Documents type indexes include information from general document fields such as metadata, the text content of certain web parts placed on page (menu item) documents, as well as the selected fields of individual documents types (described in the Settings for particular object types topic). Data from other documents or objects displayed by web parts is not indexed. For example, the content of news documents displayed by a Repeater web part placed on an indexed document will not be added to the index etc.

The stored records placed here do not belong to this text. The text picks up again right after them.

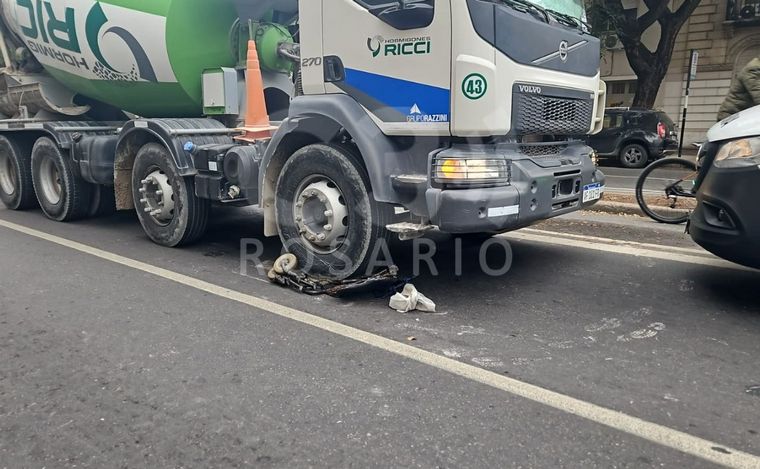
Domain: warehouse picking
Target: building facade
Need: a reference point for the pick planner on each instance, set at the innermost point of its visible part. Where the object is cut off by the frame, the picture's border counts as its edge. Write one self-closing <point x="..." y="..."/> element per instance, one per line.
<point x="727" y="35"/>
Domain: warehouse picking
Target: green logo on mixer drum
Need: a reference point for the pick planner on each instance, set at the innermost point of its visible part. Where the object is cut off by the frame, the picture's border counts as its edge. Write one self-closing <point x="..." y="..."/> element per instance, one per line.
<point x="474" y="86"/>
<point x="51" y="32"/>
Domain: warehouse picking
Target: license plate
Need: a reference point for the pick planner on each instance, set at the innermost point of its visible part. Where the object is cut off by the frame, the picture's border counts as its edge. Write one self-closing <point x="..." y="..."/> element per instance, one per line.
<point x="592" y="192"/>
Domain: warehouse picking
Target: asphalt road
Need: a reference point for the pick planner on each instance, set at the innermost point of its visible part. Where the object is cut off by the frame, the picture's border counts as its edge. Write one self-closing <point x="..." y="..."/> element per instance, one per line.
<point x="107" y="362"/>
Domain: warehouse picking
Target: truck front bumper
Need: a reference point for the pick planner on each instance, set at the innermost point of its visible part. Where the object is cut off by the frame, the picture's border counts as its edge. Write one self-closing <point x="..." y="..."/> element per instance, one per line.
<point x="726" y="221"/>
<point x="539" y="187"/>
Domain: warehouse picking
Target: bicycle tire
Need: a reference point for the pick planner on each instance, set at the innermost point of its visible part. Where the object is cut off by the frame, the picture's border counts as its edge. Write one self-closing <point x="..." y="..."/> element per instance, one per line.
<point x="642" y="183"/>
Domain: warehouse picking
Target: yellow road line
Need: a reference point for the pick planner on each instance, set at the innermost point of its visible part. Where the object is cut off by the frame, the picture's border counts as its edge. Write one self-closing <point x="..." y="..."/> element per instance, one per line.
<point x="655" y="433"/>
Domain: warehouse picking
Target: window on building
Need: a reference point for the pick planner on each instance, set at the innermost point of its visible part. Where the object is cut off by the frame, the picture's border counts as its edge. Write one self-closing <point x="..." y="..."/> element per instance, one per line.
<point x="613" y="120"/>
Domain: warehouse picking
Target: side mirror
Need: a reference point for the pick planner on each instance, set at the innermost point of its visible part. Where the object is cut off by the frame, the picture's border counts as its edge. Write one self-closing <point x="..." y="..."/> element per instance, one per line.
<point x="406" y="14"/>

Documents crawler type indexes directly parse the HTML output generated by documents, which means that all text located on or associated with a document is searchable. This allows document content to be searched more accurately than using a Documents type index. However, building and updating a Documents crawler index may require more time and resources, particularly in the case of large indexes and complex documents. The crawler accesses documents under a specific user account (the administrator account by default). You can set the details of the crawler account by adding keys to your project's web.config file. All keys related to smart search indexes are listed in the Smart search settings section of Appendix B - Web.config parameters.
The process used to define which documents on the site should be indexed is the same for both document index types. Specify allowed or excluded content on the Index tab of the index's editing interface by clicking Add allowed content or Add excluded content respectively.
Allowed content defines which of the website's documents are included in the index. Specify documents using a combination of the following options:
•Path - path expression identifying the documents that should be indexed.
•Document types - allows you to limit which document types are included in the index.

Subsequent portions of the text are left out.